Go to PPL, Kick the tires LOL, Seriously, check em out. You definitely want Higher quality like Goodyear or Michelin. I have Michelin XPS Ribs. If you like the RV you can always change em out so don't discount the camper just because of the tires, but remember, tire ain't cheap so if two units are are about the same and one has new Goodyears on it, you will know what to do!. Climb the ladder and look at the Roof. Hopefully clean with no black mold and mildew. Check for dreaded Delam, (delimitation), bubbles on the Siding and front and back. Will be large soft areas on the siding bubbled out. That means the Roof or seams leaked and the glue failed and the Skin separated from the siding. That costs a fortune to fix. Check for Rust on bottom, too much of it. Check for any leaks or discoloration in the camper. PPL will do a check out before you take possession to make sure everything working. You will not be able to do that on the lot. Look in Fridge to make sure it is clean and do the smell test to check for Interiors of the RV that had pet accidents. Seriously, just look them over real good. PPL usually doesn't have junk there, but I walked in a few units and one smelled very badly of cigarettes, one smelled like the dogs had a few accidents, and one Toy Hauler had a leak in the Hauling Storage Bay.
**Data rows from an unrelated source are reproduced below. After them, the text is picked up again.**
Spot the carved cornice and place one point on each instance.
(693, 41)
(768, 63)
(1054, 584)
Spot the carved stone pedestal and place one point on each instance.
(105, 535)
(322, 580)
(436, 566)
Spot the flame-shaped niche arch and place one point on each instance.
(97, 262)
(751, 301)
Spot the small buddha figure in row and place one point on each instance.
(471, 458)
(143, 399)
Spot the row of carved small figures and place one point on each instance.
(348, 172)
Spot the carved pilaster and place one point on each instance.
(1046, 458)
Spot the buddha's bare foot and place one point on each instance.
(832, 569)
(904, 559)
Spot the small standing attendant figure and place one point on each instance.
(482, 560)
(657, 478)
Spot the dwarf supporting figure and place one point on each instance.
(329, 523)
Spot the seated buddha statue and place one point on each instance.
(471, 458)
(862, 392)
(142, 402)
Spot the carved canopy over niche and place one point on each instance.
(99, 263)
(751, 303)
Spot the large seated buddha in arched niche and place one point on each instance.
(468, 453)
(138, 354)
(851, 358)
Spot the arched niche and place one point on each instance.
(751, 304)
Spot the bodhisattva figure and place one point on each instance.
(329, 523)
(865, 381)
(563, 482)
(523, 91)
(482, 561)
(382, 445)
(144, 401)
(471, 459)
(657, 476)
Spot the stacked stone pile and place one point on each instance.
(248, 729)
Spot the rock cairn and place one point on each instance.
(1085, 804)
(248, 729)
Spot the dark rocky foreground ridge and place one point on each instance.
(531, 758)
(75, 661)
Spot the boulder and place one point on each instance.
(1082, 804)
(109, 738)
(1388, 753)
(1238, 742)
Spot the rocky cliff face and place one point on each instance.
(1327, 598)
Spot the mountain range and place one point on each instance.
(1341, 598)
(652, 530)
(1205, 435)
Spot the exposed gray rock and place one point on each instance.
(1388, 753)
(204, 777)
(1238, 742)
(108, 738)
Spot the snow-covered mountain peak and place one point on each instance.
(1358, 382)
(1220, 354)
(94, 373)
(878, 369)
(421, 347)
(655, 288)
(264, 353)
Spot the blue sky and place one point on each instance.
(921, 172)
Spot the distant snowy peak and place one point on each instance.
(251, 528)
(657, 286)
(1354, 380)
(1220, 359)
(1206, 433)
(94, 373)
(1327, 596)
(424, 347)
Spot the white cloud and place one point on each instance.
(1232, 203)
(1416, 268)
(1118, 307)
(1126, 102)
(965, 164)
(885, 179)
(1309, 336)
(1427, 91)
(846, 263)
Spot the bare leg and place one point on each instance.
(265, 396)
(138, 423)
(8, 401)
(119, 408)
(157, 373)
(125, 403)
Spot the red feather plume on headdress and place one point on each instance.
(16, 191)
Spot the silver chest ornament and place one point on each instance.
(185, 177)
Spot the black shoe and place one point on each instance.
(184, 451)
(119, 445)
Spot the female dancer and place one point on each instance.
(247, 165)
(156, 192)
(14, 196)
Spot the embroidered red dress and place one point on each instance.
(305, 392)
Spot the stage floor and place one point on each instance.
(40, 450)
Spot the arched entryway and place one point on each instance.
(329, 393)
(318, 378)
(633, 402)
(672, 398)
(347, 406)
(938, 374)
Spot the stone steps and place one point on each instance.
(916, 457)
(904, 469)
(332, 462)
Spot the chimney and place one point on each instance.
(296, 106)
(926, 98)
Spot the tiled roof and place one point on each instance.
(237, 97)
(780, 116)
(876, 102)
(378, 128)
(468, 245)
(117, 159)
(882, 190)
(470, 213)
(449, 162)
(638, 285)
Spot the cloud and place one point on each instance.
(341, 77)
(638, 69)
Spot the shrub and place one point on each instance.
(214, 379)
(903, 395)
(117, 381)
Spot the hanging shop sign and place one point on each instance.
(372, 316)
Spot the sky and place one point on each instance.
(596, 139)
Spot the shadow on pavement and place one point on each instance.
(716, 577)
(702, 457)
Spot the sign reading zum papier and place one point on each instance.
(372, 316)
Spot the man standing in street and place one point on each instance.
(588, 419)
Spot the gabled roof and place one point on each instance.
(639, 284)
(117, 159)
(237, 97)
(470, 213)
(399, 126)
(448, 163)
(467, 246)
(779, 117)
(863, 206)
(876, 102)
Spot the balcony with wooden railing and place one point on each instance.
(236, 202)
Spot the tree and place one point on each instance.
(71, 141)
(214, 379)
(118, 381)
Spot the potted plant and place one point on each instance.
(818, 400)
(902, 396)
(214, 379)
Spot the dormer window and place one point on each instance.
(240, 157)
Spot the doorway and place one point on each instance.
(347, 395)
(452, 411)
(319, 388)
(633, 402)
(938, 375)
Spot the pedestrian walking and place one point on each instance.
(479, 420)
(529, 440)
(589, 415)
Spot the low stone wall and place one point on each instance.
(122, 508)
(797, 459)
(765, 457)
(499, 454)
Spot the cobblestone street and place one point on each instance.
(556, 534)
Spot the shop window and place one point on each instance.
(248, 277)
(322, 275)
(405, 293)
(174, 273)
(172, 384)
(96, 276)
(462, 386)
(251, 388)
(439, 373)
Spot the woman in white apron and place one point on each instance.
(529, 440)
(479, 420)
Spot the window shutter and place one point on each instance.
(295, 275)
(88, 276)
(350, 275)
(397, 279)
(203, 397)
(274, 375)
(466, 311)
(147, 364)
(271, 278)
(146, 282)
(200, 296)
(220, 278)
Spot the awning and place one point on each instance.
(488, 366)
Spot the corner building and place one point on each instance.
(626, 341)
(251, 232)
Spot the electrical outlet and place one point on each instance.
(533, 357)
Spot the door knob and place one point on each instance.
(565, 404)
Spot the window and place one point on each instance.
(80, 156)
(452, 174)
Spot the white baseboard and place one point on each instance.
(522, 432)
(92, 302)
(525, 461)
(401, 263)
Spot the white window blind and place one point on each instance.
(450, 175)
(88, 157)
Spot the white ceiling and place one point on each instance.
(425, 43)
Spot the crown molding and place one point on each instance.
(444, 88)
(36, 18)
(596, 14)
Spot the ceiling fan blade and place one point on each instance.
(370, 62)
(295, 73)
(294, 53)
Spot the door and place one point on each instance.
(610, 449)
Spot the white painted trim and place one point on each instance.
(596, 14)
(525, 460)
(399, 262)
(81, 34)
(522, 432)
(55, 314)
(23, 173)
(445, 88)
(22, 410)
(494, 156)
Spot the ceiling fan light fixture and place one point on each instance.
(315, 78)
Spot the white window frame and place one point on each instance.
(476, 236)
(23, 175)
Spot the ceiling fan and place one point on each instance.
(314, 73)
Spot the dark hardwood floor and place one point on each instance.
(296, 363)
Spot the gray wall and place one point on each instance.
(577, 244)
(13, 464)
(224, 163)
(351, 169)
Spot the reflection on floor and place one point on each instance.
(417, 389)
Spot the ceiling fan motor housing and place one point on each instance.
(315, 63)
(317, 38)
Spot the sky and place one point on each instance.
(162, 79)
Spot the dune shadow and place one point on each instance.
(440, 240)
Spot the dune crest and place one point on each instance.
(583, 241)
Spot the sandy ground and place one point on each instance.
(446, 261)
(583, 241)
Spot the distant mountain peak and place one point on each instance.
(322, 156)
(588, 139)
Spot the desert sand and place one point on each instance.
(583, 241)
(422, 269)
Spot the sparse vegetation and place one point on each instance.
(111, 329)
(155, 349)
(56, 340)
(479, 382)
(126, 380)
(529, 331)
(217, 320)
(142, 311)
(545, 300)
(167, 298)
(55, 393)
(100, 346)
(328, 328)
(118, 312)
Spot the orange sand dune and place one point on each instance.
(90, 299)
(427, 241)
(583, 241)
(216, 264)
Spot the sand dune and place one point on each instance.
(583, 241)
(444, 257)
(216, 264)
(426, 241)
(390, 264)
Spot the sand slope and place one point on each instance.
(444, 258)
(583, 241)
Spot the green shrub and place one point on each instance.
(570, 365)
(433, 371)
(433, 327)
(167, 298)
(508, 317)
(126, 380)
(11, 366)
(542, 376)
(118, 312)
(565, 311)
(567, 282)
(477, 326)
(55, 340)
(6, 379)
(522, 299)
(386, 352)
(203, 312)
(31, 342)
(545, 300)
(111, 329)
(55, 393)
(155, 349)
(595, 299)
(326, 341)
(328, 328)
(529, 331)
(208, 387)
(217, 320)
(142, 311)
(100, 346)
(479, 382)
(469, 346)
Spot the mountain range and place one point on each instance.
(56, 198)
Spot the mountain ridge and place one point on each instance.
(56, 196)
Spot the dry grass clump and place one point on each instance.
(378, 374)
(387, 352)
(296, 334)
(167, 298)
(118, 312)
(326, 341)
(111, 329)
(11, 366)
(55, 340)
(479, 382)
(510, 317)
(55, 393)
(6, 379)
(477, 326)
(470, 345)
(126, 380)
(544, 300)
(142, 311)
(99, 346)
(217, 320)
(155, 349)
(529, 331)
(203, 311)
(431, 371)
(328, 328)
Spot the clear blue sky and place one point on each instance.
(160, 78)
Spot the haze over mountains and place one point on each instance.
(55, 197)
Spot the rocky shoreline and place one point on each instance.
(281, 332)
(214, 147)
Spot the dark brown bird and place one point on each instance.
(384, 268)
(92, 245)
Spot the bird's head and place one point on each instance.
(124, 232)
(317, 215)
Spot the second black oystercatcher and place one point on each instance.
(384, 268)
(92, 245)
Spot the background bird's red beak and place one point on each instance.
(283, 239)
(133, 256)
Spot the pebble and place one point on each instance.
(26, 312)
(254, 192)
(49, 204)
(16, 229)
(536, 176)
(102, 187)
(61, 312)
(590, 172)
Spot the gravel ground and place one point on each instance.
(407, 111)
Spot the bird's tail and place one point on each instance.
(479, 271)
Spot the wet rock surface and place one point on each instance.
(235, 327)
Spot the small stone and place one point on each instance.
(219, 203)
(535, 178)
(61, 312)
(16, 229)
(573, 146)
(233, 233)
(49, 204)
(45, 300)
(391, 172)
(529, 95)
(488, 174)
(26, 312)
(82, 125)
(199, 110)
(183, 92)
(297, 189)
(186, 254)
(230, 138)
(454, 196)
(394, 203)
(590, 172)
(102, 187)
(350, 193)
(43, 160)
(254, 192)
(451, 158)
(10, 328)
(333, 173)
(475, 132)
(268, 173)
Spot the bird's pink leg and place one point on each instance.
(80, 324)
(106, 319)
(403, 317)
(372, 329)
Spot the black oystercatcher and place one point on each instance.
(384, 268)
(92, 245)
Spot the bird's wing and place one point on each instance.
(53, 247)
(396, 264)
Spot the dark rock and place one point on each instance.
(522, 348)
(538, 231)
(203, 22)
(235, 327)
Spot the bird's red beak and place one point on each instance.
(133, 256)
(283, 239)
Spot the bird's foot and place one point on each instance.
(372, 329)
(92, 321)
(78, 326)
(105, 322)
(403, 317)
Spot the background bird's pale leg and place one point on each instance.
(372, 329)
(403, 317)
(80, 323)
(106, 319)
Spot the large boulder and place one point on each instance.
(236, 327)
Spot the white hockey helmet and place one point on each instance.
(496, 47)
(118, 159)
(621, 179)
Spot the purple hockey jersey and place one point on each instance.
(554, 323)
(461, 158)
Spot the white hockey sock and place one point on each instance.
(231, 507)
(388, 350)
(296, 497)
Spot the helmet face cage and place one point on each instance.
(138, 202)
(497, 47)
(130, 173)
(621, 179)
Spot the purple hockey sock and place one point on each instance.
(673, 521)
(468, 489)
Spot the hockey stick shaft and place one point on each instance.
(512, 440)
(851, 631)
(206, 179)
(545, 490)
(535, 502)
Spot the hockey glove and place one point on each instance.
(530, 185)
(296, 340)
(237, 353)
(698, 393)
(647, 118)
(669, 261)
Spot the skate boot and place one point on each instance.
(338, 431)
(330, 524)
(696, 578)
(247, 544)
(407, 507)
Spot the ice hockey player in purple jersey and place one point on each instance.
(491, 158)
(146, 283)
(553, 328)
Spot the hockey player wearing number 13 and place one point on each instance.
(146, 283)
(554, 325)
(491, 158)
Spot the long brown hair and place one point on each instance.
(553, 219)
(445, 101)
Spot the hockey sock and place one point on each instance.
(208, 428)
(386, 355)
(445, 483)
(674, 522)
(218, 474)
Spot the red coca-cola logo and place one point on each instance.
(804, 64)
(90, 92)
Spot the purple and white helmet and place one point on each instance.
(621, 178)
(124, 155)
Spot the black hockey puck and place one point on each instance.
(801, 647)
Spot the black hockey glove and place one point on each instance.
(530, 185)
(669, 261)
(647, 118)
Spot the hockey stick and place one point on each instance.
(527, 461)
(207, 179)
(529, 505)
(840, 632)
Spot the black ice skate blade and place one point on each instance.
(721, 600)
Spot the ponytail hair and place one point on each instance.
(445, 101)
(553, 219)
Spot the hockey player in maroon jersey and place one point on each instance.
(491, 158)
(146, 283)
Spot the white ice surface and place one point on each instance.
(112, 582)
The list goes on. I looked at a lot of units online, narrowed it down to 5 to look at and by and far the one I bought had the fewest minor probs or annoying things I didn't like. Been very happy since I bought it in 2012. Also, I bought small, for easier hauling (in the mountains especially) and parking at RV parks so I can park my truck in my space too. Good luck and welcome to the RV World!


----------